Selon la présidente du Comité du marché de Tanji, Aja Susso, les principaux défis auxquels sont confrontés les commerçants sont l’absence d’infrastructures appropriées et l’absence d’un système organisé de collecte des déchets.
Susso indique que les déchets générés au marché ne sont pas collectés par les autorités, obligeant les commerçants à payer des transporteurs à brouette pour les évacuer.
« Ils jettent soit les déchets dans le marché, soit les déposent au bord de la mer », a-t-elle déclaré, ajoutant qu’il n’existe ni conteneurs à déchets ni camions de collecte desservant le marché.
Malgré cette situation, les commerçants continuent de payer les cotisations quotidiennes et les taxes aux agents du Conseil de la région de Brikama, a-t-elle précisé.
Susso a ajouté que les commerçants sont parfois confrontés à la police lorsqu’ils vendent le long de la route principale, en particulier pendant la saison des pluies.
Elle a expliqué que les commerçants paient environ 5 000 dalasis de revenus par cantine à l’Autorité fiscale de Gambie, en plus des cotisations quotidiennes au conseil et d’environ 75 dalasis par sac pour la collecte des déchets.
L’assistante organisatrice du Comité du marché de Tanji, Mariama Conteh, a déclaré qu’un marché où l’on achète et vend des denrées alimentaires ne devrait pas être laissé dans de telles conditions sanitaires.

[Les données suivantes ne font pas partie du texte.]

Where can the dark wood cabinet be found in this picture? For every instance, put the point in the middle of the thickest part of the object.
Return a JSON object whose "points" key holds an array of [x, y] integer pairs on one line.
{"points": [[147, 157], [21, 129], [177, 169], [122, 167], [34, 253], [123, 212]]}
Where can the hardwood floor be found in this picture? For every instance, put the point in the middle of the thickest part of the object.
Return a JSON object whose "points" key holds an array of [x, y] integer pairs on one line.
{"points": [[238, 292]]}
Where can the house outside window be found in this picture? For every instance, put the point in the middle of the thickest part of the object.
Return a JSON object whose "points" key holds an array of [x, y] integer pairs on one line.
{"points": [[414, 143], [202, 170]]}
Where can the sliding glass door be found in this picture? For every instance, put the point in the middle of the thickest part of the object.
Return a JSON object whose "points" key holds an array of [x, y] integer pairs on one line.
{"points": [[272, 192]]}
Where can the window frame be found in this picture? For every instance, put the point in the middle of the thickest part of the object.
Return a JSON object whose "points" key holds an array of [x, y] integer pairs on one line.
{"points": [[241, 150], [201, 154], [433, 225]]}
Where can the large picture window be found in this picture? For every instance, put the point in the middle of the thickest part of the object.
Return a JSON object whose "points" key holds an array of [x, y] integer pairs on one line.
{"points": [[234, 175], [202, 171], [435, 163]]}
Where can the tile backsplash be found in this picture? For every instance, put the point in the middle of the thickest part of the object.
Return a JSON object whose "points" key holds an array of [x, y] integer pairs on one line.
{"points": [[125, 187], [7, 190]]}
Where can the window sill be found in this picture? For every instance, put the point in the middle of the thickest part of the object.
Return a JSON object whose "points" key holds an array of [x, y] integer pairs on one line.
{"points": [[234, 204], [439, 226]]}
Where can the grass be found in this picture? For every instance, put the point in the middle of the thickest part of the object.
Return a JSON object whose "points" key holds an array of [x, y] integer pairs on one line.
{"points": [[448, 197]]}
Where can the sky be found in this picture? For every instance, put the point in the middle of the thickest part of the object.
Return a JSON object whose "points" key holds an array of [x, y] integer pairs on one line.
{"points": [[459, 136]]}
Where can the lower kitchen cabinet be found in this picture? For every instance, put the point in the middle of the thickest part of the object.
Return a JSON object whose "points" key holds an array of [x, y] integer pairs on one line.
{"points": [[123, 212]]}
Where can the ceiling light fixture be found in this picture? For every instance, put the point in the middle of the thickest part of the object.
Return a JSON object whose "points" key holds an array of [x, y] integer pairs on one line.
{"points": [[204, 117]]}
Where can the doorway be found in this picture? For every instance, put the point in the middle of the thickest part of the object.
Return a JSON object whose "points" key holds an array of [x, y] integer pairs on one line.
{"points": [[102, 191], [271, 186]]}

Elle s’interroge sur les conséquences sanitaires de cette situation, affirmant qu’il est dangereux pour les gens de commercer et d’acheter de la nourriture dans un environnement rempli de déchets non gérés.
Conteh a indiqué que le Conseil de la région de Brikama avait promis depuis octobre de l’année dernière de réhabiliter le marché et de fournir des conteneurs à déchets, mais que ces promesses n’ont pas encore été réalisées.
« L’absence de conteneurs à déchets et de collecte ne fait qu’encourager le dépôt illégal dans les espaces publics et en mer », a-t-elle déclaré, appelant le conseil à honorer ses engagements.
L’Alkalo (chef de village) de Tanji, Lamin Bojang, a indiqué que les responsables communautaires ont déjà identifié un terrain pour la construction d’une structure de marché appropriée.
Il a expliqué que les autorités attendent désormais que le Conseil de la région de Brikama construise le marché afin que les commerçants opérant actuellement sur le site de débarquement du poisson puissent déménager dans la nouvelle installation.
Bojang a lancé un appel au conseil pour qu’il intervienne d’urgence en construisant le marché et en assurant une collecte régulière des déchets.
Un autre membre du Comité du marché de Tanji, Amie Saine, a également souligné l’absence d’infrastructures adéquates et de systèmes de gestion des déchets dans le marché.
Elle a indiqué que Tanji est un important centre commercial qui attire des clients de différentes régions venant acheter du poisson et d’autres denrées alimentaires.
Selon Saine, le comité a à plusieurs reprises interpellé le Conseil de la région de Brikama et les conseillers de la circonscription de Sanyang sur les problèmes de gestion des déchets, mais aucune mesure concrète n’a été prise.
Elle a accusé le conseil de se concentrer sur la collecte des revenus au marché tout en négligeant le bien-être des commerçants.
« Le marché a été attribué aux femmes de Tanji pour promouvoir leur développement, et non pour en faire une décharge », a déclaré Saine, soulignant la nécessité d’infrastructures adéquates pour soutenir les commerçantes du Kombo Sud.
Le président du Comité de développement du village de Tanji, Ebrima S. Jallow, a indiqué que l’absence de services de collecte des déchets a contribué au dépôt illégal dans les espaces publics de Tanji et le long du littoral.
Il a exhorté le Conseil de la région de Brikama à commencer une collecte régulière des déchets au marché, la qualifiant de responsabilité essentielle du conseil.
Les tentatives pour obtenir les commentaires du conseiller de la circonscription de Sanyang ont échoué, celui-ci ayant refusé plusieurs appels téléphoniques. D’autres démarches seront entreprises pour obtenir sa réponse dans les prochains rapports.